Distant Powers: U.S. and China

Several hundred billion dollars’ worth of trade between Asia and Europe passes through the Suez Canal every year. Given China’s dependence on exports to maintain economic growth, if the canal were to shut down, it would put extreme stress on China’s finances. The Chinese economy specializes in low-cost, low-margin goods produced at scale. China is already experiencing pressure as the costs of inputs rise. If it then had to pay the higher shipping costs of sending goods to Europe around the Cape of Good Hope because the Suez Canal was closed, it would be a heavy blow.

This is why China recently opened its first overseas base in Djibouti, the Red Sea’s weakest state. China has invested more than $15 billion in Djibouti’s port expansion and related infrastructure activities, and though the base is too far from China for it to supply and maintain a military force large enough to pose a real security threat to the neighboring states or other foreign military facilities in Djibouti (such as the U.S. base at Camp Lemonnier), its presence nevertheless can alert China to any risks to its maritime traffic.

In addition to having a base from which it can monitor and conduct anti-terrorist operations, the U.S., like China, recognizes the critical role that the Red Sea plays in international commerce. Unlike China, the U.S. is a truly global power, and its strength relies in large part on international commerce. It, therefore, has a global interest in keeping sea lanes open.

The U.S. pursues this goal in the Red Sea through a strategy of alliances with local powers. After Egypt shifted camps from the Soviets to the West, the U.S. began pouring military aid into the country to ensure that it didn’t stray and that the Suez Canal remained open for business. The U.S. still maintains a close relationship with Egypt, providing substantial aid to its military, as well as with Saudi Arabia and Israel.

Sometimes the U.S. has taken more direct action. When two of the Red Sea’s chokepoints were mined in 1984 (some suspect Libyan leader Moammar Gadhafi, others point fingers at the non-state group Islamic Jihad), the U.S. was forced to clear them. This remains a critical concern to the United States. The Houthis have been implicated in mining around the Yemeni port of Hodeida in an attempt to break the Saudi blockade of the country.
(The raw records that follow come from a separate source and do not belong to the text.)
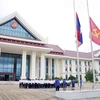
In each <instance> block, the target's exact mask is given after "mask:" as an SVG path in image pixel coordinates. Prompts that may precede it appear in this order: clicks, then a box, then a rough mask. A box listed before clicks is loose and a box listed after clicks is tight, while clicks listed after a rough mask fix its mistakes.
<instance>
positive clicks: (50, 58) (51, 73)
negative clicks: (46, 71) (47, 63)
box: [48, 58, 52, 79]
mask: <svg viewBox="0 0 100 100" xmlns="http://www.w3.org/2000/svg"><path fill="white" fill-rule="evenodd" d="M48 75H49V78H50V79H52V59H51V58H49V59H48Z"/></svg>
About the only thing the Red Sea states have in common as far as identity goes is that they’re all near the Red Sea. With so many competing interests and no institutions to encourage regional cooperation, the Red Sea is a conflict-prone zone where alliances are as fickle as the wind. That so much of the world’s trade passes through the region only raises the intensity of its conflicts and draws in foreign powers that depend on the passage’s openness. And chokepoints along the way empower the weak states nearby to impinge upon the interests of far more powerful countries, providing the impetus for regional and distant powers to intervene in the Red Sea’s domestic politics and wars.